The 90MB of logs is almost definitely STORM-341.  I'll try to take the proposed 
fix for STORM-341 and come up with a patch you can try and see if that at least 
clear up the logs for you.  Could you please look at the logs for your workers 
on sc-alpha-r and try to determine when the workers crashed because of the 
network cut, or if they continued running.

> Nimbus does not reassign a topology when the supervisor dies
> ------------------------------------------------------------
>
>                 Key: STORM-397
>                 URL: https://issues.apache.org/jira/browse/STORM-397
>             Project: Apache Storm (Incubating)

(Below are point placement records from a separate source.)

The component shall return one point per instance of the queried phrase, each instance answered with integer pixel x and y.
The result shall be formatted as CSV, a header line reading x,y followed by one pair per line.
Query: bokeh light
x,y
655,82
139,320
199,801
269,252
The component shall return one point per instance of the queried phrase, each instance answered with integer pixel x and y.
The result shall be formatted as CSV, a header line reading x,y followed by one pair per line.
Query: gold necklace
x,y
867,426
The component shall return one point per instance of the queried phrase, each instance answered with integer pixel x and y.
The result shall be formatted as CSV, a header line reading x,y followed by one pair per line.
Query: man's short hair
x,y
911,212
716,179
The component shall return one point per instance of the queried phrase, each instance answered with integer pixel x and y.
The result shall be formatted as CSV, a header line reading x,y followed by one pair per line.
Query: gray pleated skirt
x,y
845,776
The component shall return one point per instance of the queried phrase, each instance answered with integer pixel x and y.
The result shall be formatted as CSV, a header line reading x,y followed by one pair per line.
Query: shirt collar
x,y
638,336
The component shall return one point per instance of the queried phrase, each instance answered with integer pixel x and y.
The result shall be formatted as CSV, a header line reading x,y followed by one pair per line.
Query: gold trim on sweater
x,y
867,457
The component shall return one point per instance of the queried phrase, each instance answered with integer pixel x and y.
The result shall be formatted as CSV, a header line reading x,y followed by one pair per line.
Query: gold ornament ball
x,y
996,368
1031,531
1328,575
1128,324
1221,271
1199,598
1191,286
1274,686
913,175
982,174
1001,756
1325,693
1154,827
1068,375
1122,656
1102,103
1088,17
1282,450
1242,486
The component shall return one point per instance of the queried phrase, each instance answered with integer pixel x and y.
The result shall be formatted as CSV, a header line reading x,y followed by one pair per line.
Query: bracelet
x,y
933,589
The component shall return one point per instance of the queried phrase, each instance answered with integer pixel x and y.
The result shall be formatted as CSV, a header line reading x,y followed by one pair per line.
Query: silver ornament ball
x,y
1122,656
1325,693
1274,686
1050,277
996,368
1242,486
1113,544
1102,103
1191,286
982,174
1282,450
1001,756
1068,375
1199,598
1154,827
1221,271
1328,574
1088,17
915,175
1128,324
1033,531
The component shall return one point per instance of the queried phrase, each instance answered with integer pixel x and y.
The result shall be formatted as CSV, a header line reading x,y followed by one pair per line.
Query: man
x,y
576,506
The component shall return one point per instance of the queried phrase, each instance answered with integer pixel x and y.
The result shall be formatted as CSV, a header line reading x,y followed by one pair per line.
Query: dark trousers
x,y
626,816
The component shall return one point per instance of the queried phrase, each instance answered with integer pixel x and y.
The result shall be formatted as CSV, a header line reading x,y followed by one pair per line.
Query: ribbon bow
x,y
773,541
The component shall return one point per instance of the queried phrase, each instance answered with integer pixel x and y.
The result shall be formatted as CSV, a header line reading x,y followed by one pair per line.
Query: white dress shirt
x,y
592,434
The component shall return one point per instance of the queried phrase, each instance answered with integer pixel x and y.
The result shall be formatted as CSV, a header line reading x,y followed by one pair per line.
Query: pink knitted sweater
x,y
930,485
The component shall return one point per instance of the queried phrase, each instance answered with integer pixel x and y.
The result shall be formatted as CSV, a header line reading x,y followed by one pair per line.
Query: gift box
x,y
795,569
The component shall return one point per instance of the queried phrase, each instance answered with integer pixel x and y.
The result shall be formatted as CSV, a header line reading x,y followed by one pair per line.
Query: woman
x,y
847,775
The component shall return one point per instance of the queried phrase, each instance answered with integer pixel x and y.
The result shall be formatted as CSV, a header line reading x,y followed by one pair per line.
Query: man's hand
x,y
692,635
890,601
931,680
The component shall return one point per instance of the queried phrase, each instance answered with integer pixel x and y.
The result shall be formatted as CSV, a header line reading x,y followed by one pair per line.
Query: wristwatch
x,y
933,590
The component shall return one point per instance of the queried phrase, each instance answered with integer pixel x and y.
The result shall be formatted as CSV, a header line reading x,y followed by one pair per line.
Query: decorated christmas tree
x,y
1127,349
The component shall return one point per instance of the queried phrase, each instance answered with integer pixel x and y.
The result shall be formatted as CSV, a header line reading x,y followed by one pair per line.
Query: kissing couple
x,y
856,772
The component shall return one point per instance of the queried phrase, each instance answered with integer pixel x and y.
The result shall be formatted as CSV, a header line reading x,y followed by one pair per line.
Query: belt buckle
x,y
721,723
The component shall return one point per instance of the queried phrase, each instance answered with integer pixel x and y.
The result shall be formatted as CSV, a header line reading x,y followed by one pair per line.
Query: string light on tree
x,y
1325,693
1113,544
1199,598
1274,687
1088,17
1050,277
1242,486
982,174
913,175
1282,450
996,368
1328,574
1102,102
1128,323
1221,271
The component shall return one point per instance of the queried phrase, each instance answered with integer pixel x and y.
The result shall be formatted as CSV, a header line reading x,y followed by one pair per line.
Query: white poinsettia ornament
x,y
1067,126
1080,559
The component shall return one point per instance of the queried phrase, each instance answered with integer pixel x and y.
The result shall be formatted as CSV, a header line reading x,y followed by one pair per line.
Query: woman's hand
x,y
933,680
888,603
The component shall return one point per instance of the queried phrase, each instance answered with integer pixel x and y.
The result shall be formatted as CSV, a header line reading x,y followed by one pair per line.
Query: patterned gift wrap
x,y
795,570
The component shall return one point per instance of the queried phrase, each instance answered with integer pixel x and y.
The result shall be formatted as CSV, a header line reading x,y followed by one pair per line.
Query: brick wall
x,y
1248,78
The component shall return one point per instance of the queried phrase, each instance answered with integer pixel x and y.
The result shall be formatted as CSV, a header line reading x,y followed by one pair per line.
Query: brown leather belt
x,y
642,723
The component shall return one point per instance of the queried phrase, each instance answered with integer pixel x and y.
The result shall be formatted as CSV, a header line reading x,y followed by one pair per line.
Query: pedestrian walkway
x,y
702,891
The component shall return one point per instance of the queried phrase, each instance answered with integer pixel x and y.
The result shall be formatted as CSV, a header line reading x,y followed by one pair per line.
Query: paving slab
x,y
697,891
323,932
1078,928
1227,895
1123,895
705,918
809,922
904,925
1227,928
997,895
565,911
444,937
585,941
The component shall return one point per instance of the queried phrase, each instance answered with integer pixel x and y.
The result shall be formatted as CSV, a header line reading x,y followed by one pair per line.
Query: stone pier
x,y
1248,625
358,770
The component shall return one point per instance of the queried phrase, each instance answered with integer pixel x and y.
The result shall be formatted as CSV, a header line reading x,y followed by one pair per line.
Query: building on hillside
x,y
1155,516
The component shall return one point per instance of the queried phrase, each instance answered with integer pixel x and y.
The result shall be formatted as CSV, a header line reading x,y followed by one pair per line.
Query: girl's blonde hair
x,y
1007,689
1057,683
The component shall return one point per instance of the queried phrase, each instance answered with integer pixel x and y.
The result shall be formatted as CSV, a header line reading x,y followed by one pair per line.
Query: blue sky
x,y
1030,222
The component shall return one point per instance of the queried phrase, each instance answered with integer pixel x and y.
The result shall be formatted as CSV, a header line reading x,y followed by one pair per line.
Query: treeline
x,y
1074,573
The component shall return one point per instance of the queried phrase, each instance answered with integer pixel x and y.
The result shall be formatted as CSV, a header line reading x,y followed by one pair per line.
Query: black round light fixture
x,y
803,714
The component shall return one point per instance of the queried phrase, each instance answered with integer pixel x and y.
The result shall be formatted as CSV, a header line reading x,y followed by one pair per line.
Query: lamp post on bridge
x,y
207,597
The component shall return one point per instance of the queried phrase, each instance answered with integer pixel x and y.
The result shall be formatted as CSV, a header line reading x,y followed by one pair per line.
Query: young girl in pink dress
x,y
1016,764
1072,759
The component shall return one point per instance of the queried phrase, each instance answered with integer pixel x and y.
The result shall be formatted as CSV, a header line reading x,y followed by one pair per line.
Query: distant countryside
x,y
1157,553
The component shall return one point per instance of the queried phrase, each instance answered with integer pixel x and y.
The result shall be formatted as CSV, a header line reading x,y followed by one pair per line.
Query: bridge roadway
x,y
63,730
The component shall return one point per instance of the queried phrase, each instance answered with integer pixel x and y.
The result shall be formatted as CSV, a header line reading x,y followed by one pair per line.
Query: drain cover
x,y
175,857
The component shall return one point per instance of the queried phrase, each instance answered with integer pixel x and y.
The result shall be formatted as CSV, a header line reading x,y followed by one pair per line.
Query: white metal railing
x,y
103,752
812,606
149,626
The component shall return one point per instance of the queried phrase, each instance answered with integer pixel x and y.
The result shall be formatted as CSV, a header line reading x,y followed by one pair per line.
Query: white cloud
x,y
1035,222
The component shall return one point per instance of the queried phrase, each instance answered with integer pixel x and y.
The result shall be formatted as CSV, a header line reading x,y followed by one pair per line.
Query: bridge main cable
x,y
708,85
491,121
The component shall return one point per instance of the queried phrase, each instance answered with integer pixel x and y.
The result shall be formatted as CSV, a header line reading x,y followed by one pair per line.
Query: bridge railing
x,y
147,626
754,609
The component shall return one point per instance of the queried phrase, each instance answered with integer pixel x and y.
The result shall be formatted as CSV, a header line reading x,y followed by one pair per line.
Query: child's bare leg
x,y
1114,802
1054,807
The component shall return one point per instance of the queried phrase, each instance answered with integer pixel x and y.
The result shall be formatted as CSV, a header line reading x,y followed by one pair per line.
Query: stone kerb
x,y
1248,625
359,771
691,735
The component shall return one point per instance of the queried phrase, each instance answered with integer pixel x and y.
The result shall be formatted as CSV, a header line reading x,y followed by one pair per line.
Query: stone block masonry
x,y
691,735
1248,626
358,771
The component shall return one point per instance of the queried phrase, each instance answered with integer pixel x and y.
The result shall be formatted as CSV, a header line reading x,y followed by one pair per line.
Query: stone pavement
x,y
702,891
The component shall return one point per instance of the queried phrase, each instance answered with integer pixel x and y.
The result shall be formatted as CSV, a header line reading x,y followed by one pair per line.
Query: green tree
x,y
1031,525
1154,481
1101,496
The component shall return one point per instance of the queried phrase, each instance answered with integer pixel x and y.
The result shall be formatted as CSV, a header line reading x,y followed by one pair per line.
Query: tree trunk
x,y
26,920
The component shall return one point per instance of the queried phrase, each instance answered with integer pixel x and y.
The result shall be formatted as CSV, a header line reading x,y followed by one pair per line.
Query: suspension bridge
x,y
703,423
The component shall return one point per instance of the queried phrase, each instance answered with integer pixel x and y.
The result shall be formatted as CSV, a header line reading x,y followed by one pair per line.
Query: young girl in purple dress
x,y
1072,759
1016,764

>          Issue Type: Bug
>    Affects Versions: 0.9.2-incubating
>         Environment: 2 topologies, 3 supervisors
>            Reporter: Simon Cooper
>            Priority: Critical
>         Attachments: nimbus.log, storm.png
>
>
> We're running two topologies on a cluster with 3 supervisors. By default, 
> both topologies are assigned onto the same supervisor. If that supervisor 
> dies, storm reassigns one topology to another supervisor but not the other, 
> leaving the second topology inactive.
> There are various symptoms/possible causes of this problem. In the nimbus 
> logs, from when the topologies are initially submitted, nimbus is continually 
> trying to reassign the second topology to the same supervisor every 10 
> seconds:
> {noformat}
> 2014-07-09 14:17:11 -: b.s.d.nimbus [INFO] Setting new assignment for 
> topology id Sync-1-1404911509: 
> #backtype.storm.daemon.common.Assignment{:master-code-dir 
> "/storm/nimbus/stormdist/Sync-1-1404911509", :node->host 
> {"9f5f2ddd-40ee-4ac1-b705-2957089af330" "sc-beta-r"}, :executor->node+port 
> {[6 6] ["9f5f2ddd-40ee-4ac1-b705-2957089af330" 6703], [11 11] 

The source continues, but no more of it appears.